So a little background. I thoroughly enjoy talking about sex. I especially enjoy sex stories. I have at least 4 friends who know that when they pick up a new sex partner or they have a particularly interesting sexperience, they have to call me immediately (well maybe not immediately, but at least in a timely manner) to report. I remember Cameron Diaz’s character in “In Her Shoes” (I can’t believe I used that movie as a reference point) saying that half the fun in sex is talking about it. I agree with that statement wholeheartedly.
The other day, I was speaking with a couple of my friends – one of whom knows she has to report sexperiences, the other who I speak alot about sexual health with in a more Public Health, education, impersonal kinda way – and sex came up (as it always does in my cozy basement apartment). Specifically the awkwardness of conversations with (potential) partners about getting tested separately or together came up. And it got me thinking about how in a (/my) world where sex is everywhere, there are so many important conversations about sex that people aren’t (/i’m not) having.
So begins the awkward/honest/necessary-conversations-that-my-mother-never-told-me-how-to-have (and by my mother I mean my mother, my friends, the tv shows that raised me, etc.):
- Have you been tested? This is a conversation I don’t know how to start without being ridiculously awkward, blushing and making a lot of disclaimers and saying “ummm” alot before I even say anything. I’ve heard it suggested so many times at sexual health workshops, in female sexual empowerment books I love, that going to get tested together is a great date idea. I actually do believe that. I even suggest it to friends. Have I ever done it? No! People engage in unprotected sex on a regular (sometimes we seem to forget the word following “oral” is “sex”) without ever having conversations with their partner(s) about when the least time they were tested was, who they’ve had sex with since (here it’s sometimes necessary to define “sex” for the person) and what protection (if any) was used.
- Should we stop using condoms? Although this has never been a necessary conversation in any of my experiences, I’ve had many friends who are in serious relationships and never know when/how to have that conversation. So one day they run out of condoms, they just never get around to buying more and they never have a conversation. A few things to think about when you are thinking about stopping using STI protection are when was the last time you each had sex with someone else (some STI’s can take months to show up on a test), how often are the two of you going to get tested because often the more we care about someone the harder it might be to tell them something that disappoints them (like ooops you cheated), and do you trust this person with your life cuz some STI’s are forever, and that just leads to even more awkward responsible conversations with future partners.
- Did you like it? Not in the way that’s soliciting ego-stroking during post-coital cuddle. But the multi-part question that solicits information to get you on the pathway to better sex: a) what did you like? so you can continue to do/do more of it. b) what didn’t you like? so you can cut that shit out or do it better. c) what would you like to do/have done that didn’t happen? so that if you and the person are both comfortable with doing it, you can add that move/act/action to your (ever expanding) repertoire.
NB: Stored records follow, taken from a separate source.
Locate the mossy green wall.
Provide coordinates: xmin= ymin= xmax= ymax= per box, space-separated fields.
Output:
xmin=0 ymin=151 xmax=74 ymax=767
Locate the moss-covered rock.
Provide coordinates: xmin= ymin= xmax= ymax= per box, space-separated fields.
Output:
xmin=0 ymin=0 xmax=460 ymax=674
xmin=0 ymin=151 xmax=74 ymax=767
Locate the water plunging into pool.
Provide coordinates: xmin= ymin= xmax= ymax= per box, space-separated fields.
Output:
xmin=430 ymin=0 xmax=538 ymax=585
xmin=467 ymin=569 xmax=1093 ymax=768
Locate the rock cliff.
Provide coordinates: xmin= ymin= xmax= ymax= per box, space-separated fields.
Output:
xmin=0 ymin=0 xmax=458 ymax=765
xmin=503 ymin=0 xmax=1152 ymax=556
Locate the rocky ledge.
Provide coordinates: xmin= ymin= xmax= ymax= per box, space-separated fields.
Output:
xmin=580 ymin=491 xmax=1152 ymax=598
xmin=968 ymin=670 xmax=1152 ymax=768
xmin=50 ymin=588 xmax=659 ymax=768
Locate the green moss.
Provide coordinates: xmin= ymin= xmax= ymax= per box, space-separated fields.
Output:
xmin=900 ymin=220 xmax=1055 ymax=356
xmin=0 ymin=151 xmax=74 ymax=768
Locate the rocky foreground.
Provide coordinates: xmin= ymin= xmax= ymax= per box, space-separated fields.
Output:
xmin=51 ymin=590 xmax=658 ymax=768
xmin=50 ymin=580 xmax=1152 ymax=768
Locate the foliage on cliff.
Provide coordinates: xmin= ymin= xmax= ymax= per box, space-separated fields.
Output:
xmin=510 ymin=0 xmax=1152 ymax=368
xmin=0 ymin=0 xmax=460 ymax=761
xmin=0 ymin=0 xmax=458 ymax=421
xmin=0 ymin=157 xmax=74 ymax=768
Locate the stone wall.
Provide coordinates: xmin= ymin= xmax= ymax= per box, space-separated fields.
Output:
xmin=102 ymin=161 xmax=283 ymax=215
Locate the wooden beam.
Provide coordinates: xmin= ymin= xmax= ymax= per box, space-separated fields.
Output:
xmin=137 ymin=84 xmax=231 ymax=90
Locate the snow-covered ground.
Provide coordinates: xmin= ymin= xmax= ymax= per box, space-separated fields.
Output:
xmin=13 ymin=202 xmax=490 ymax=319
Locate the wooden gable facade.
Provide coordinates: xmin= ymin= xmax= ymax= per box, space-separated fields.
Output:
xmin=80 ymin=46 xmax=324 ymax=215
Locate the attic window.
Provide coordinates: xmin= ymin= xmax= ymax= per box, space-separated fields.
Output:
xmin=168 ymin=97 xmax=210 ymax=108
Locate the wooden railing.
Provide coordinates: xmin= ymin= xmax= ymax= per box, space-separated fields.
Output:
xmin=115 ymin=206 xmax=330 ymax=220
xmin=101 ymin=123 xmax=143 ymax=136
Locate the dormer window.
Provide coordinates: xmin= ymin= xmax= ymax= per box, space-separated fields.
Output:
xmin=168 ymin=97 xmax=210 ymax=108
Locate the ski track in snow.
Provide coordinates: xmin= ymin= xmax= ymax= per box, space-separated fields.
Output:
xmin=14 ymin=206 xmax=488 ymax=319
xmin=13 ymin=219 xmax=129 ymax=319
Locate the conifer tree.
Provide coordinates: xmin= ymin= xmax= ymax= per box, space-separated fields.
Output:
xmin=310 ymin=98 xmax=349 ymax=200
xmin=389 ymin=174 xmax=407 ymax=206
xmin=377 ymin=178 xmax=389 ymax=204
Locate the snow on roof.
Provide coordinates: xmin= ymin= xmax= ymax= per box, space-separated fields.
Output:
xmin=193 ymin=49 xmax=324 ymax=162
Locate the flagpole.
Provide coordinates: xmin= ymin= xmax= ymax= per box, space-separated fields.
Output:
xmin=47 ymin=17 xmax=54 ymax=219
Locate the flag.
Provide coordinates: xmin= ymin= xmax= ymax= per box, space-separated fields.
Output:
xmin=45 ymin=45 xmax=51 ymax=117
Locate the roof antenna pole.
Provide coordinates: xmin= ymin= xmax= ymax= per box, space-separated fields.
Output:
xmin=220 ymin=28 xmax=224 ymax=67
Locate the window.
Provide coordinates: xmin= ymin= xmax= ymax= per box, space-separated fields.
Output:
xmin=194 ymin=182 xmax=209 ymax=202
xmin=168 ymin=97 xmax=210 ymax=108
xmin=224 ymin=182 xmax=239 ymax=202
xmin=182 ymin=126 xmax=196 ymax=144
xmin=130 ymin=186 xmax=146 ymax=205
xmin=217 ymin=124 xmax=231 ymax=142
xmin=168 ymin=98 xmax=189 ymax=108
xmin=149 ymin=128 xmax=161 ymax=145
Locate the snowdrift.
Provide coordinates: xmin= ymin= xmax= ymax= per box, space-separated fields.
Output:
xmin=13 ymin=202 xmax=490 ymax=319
I’m sure there are many more conversations my mother, Friends and Girlfriends didn’t tell me how to have, but I think those are three pretty important ones. The world would have you think (well at least I thought growing up in my world) good sex would be easy. But I’m realising more and more through my sexperiences and those of my friends that it requires so much communication and so many awkwardly scripted moments and conversations. But I’m learning. And I’d like to believe it’s all worth it.